VoteOnMarriage.org calls on Secretary Galvin and Attorney General Reilly to take appropriate action to protect petition signers from online, telephone and direct mail threats against their civil liberties, personal safety and security.

The deadline period for filing complaints with the Election's Division of the Secretary of the Commonwealth's office related to the petition process was January 6. No formal challenges to the VoteOnMarriage.org signature-gathering effort were filed.

Sunday, January 08, 2006

More on "Love Won Out" Ex-Gay Conference in Boston

We were there: MassResistance broke the story to the nation on the near-riot instigated by the radical queer activists (and their anti-war, anti-American Leftist allies) against the ex-gay conference in Boston last October 30. We published the photos, we reported the story. The organizers of the conference in fact tried to prevent us from leaving the building to observe the action on the street, and then tried to keep us from snapping photos and recording the sound (yes, we did that too!).

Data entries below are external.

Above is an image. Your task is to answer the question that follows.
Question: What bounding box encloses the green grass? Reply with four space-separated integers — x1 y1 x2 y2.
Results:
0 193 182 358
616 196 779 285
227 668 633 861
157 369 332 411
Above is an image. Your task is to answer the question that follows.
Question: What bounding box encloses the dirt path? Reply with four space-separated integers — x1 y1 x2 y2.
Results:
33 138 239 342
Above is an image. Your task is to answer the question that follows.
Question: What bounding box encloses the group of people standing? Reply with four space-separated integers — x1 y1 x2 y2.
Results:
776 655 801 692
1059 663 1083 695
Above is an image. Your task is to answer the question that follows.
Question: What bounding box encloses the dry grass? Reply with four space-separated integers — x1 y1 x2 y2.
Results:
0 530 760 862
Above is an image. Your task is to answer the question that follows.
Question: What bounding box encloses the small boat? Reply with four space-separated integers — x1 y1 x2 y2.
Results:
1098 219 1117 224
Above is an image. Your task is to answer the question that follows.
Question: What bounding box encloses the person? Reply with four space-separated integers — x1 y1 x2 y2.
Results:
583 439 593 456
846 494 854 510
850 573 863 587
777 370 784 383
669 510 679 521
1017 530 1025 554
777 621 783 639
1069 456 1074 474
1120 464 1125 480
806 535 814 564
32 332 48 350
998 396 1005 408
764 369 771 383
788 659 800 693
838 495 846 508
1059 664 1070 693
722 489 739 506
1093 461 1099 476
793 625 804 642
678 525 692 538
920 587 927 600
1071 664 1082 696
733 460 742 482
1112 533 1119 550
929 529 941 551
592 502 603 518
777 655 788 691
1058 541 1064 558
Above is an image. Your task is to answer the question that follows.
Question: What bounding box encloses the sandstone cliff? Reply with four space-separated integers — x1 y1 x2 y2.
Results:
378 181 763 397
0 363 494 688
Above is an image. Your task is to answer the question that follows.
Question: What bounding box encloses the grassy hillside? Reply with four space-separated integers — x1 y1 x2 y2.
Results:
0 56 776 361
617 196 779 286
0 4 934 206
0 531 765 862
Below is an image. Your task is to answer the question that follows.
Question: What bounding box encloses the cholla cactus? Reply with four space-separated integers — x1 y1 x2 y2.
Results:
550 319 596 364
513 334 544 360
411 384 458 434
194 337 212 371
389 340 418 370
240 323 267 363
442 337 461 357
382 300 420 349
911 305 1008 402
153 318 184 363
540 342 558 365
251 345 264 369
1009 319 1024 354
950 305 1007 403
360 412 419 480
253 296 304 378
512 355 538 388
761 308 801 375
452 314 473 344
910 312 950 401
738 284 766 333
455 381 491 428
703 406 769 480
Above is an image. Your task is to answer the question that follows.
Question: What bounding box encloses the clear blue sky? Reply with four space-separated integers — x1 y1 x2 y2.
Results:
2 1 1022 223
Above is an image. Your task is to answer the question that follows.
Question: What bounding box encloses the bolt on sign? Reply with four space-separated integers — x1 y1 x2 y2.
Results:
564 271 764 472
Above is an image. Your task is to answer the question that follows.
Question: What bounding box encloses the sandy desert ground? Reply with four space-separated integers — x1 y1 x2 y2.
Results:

Then, we well remember the efforts (by conference organizers and hosts) immediately after the conference to downplay the shocking "demonstration", the efforts to "SHUT IT DOWN!" -- to disrupt the conference, and perhaps storm the church.

We suspect that the organizers and their hosts didn't appreciate the significance of the near-riot at first. So we are happy to see they apparently have come to a clearer understanding. Two reports have just surfaced from Focus on the Family with details on what actually happened that day.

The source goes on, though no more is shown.